In 1987 the California Corporations Code was amended to permit the
Articles of Incorporation to contain this provision.  Amendment No. 2
provides for addition of the provision that would eliminate or limit the
personal liability (except for violation of federal securities laws or
federal law generally) of directors for money damages.  This Amendment
No. 2 is effective only for acts committed after the amendment is
approved by the required vote of the shareholders and the board of
directors of the Company.  Amendment No.2 is as follows:

Article SIXTH as set forth herein shall be added to the Articles of
Incorporation as follows:


SIXTH:     The liability (except for violation of any federal
securities laws or federal law generally) of the directors of
the corporation for monetary damages shall be eliminated to
the fullest extent permissible under California law.  This
Article SIXTH is effective only for acts committed after this
amendment is approved by the required vote of the
shareholders and the board of directors of this corporation.
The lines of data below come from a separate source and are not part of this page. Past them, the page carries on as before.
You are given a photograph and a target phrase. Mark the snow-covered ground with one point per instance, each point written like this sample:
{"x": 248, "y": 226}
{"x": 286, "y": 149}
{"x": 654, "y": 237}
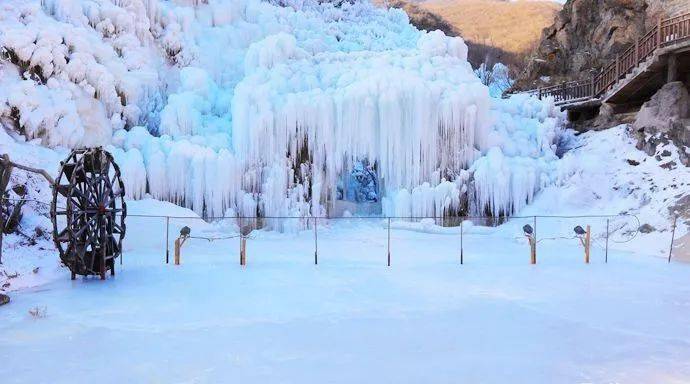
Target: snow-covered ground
{"x": 272, "y": 123}
{"x": 495, "y": 319}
This provision of eliminating or limiting the personal liability
for money damages for directors, does not extend to director acts that
are: (i) covered under Section 310 of the California Corporations Code
(i.e. contracts in which director has a material financial interest);
(ii) intentional misconduct; (iii) believed  to be against the best
interest of the corporation or its shareholders; (iv) involved in the
absence of good faith; (v) transactions where director derived an
improper benefit; (vi) a reckless disregard for the director's duty to
the corporation or its shareholders in circumstances where the director
was aware of a risk of serious injury to the corporation or its
shareholders; (vii) an abdication of the director's duty to the
corporation or its shareholders; (viii) covered under Section 316 of the
California Corporations Code (i.e. corporate actions subjecting directors
to joint and several liability).

The Board of directors believes that Amendment No. 2  is necessary
in order to attract qualified individuals to serve on the board of
directors.

The positive effect of the adoption of Amendment No. 2 for Auto-
Graphics' shareholders is that it will attract qualified individuals to
serve on the board of directors.  At the present time other California
corporations have this provision in their Articles of Incorporation and
Auto-Graphics is competing with these corporations for qualified
individuals to serve on their board of directors.  Thus, this amendment
will allow Auto-Graphics to compete equally with other California
corporations to attract qualified individuals to serve on its board of
directors.

The board of directors does not believe there is any negative
effect to the adoption of Amendment No. 2 for the Auto-Graphics'
shareholders, because the benefit of attracting qualified individuals to
serve on the board of directors greatly outweighs any potential increased
costs to the Company.

The affirmative vote of holders of a majority of the shares of
common stock cast in person or by proxy at the meeting is required for
approval of Amendment No. 2 of the Articles.

THE BOARD OF DIRECTORS RECOMMENDS A VOTE FOR THE ADOPTION OF AMENDMENT
NO. 2 TO THE ARTICLES OF INCORPORATION.

5.     PROPOSAL FOR APPROVAL TO AMEND THE BY-LAWS


At the meeting, the shareholders will be requested to approve the
amendment ("Amendment") to the Auto-Graphics, Inc. Bylaws ("Bylaws").
The Amendment to the Bylaws provides that the authorized number of
directors shall not be less than three (3) nor more than five (5), with
the current number to be three (3) directors until changed by an
amendment adopted by the board of directors or the shareholders.  The
board recommends approval of the Amendment to the Bylaws.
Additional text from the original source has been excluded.